Jerome Wynter is a third-year PhD candidate at the University of Birmingham. His research focuses on the representation of the Other in Elizabeth Barrett Browning’s political poems from her juvenilia to the mature works (1822- 1860), examining her use of oppression as a metaphor for slavery and the Italian Risorgimento as both analogous to and coextensive with American antislavery. Jerome is also interested in exploring the relationship between prosody and antislavery verse. You can contact him at firstname.lastname@example.org.
‘After all my waiting I have no cayenne pepper to send you, – nothing except a piece of chocolate, tamarinds and shaddocks. Only one however of the ships has yet come in, and something more according to my hope may reach us by the David Lyon’.1
This rueful comment, with its unmistakable proprietary tone, was made by the poet Elizabeth Barrett Browning (1806- 1861) in a letter dated 2 September 1843 to Mary Russell Mitford – one of the London literati with whom she carried on an epistolary relationship.

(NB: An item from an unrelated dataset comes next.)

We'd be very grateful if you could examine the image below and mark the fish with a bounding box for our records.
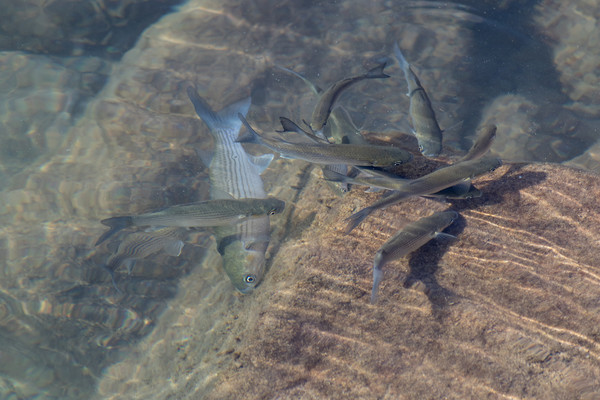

The tamarinds and shaddocks referred to are fruits from the former British West Indian colonies where Barrett Browning’s father Edward Moulton Barrett (1785- 1857) owned slave plantations in his native Jamaica; and the David Lyon was a packet ship in which the poet held a one-eight share.2 Indeed, the poet’s family were among the landed English gentry whose life of luxury and privilege relied on the proceeds of slavery which did not end with the British Emancipation of the slaves or the Apprenticeship system on 1 August 1838.3 Still relying on slave-grown produce, the poet’s family engaged in and benefitted from the trade between the West Indies and England.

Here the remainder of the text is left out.